FieldTurf uses CoolPlay, which Gill argued reduces playing field temperatures by 35 degrees. The University of Nebraska, Maryland, Tulsa and Arizona have CoolPlay.
“The science supports it,” he said. “If you’re looking to reduce heat, the coolfill or organics are best.”
The rising temperatures coupled with the potential toxic compounds of crumb rubber are what have experts leery of its use.
“You have a substance that you know is problematic,” Spaeth said. “It’s not the mere presence that’s a hazard. It’s that under certain conditions, they become a risk for exposure. The science supports it.”
Conflicting studies in New York and Connecticut suggest infill and field temperatures on turf fields are split. Citing a 2002 study at Brigham Young University, a 2007 New York State Health Department document says the average surface temperature on a synthetic turf field was reported to be 117 degrees while temperatures on natural turf and asphalt were
78 and 110 degrees, respectively.
“In the heat that’s generated by hot summer days, those are other concerns,” Spaeth said. “In terms of toxicity, heat will facilitate the release of such chemicals.”
In 2008, the New York City Department of Parks and Recreation released its report on crumb rubber and found elevated amounts of lead in the infill.
“If you look at the surface, I agree it’s hotter,” Gill said. “We’ve spent time in developing products to change that. When it comes down to player safety, there’s no option better.”
However, a study done by Connecticut’s state health department argues that at two and five feet from the surface level on turf fields, the temperature change was minimal at best. Furthermore, crumb rubber exposure posed little threat to player health.
“We found there to be very little exposure of any substances, carcinogenic or not, in the vapors and dust that these fields generate under active use, summer conditions,” the Connecticut study said.
Proponents of turf fields affirm they would never put children in harm’s way.

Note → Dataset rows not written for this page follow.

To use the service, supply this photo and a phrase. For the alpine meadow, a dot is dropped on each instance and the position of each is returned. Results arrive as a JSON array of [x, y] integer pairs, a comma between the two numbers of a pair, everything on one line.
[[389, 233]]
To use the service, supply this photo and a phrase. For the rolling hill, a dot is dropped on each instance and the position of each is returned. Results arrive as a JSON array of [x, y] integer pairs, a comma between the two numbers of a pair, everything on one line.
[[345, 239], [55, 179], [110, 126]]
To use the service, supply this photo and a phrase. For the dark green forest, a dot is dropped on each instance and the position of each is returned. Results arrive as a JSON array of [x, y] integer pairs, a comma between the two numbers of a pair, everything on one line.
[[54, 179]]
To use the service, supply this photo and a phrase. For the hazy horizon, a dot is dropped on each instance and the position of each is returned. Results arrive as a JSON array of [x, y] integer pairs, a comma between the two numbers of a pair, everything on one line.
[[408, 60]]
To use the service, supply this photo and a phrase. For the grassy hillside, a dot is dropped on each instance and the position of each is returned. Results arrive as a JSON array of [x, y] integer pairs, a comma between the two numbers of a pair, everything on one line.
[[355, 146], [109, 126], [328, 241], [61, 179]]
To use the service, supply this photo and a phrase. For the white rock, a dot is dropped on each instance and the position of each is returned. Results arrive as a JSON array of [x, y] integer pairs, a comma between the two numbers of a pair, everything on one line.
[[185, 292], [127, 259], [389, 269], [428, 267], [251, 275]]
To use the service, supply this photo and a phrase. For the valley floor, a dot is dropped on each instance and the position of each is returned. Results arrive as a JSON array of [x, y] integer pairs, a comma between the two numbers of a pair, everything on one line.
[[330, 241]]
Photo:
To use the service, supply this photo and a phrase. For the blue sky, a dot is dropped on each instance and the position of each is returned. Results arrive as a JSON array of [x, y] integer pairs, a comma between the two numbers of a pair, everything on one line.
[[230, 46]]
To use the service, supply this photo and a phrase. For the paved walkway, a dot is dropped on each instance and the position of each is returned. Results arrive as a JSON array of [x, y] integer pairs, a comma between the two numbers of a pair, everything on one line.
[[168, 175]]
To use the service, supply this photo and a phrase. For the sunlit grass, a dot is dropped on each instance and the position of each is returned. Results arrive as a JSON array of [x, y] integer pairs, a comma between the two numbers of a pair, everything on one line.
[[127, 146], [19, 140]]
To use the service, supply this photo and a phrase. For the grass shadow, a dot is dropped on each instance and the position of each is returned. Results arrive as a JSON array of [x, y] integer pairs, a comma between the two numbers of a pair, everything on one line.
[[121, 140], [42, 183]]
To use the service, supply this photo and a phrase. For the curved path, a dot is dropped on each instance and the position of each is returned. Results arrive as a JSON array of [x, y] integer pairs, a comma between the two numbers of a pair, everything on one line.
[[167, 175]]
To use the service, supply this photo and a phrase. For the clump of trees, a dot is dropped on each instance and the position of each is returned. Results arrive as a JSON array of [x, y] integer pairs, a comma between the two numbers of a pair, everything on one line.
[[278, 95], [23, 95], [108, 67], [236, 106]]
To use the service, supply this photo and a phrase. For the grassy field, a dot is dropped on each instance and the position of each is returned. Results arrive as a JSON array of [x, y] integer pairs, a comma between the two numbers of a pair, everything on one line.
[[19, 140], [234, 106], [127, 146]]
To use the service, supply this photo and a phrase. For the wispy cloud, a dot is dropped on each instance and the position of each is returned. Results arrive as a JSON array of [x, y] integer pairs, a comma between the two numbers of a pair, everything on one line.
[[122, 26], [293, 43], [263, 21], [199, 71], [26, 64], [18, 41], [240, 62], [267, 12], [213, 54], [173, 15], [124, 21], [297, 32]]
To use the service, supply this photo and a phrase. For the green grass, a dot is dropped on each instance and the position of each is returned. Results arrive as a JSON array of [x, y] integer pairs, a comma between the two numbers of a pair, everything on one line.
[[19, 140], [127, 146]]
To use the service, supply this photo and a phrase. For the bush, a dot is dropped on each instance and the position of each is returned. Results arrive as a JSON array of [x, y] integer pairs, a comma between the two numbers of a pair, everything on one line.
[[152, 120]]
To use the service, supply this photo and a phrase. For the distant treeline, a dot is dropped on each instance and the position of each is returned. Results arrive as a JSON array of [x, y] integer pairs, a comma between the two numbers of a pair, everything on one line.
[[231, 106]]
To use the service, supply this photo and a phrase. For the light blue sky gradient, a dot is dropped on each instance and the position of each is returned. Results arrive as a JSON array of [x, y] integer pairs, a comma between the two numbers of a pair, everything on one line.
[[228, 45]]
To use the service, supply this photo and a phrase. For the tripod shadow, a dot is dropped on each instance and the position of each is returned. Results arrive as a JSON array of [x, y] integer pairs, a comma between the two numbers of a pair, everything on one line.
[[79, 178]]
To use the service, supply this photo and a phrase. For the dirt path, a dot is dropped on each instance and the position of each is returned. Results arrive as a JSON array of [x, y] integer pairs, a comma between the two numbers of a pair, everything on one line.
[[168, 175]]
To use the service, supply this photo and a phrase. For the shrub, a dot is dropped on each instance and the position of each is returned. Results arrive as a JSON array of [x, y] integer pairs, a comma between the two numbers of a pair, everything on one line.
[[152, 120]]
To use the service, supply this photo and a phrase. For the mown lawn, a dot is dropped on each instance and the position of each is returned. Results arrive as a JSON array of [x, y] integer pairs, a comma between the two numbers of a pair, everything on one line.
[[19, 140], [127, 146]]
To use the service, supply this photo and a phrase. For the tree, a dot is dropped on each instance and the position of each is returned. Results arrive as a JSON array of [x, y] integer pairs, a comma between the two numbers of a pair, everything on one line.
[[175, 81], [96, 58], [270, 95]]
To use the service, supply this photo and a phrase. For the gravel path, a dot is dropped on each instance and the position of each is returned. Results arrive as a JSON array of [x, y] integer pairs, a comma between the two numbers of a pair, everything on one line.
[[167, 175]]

Furthermore, the amount of crumb rubber a player would need to be subjected to outweighs the risk.
“Everything is encapsulated in the rubber itself,” Gill said. “The vulcanization process makes it inert. If your body ingests tire crumb, it can’t extract any of those harmful chemicals from it. If there’s a concern about tires, then we have much bigger concern than turf fields because then any street corner you stand on is the most hazardous place you can be.”
For Israel, his task is to get the EPA to dig deep into the crumb rubber conundrum.
“I’m not in the position to make the decision one product or the other,” Israel said. “I am in the position of forcing the EPA to give school districts all the information they need to make the right decision.”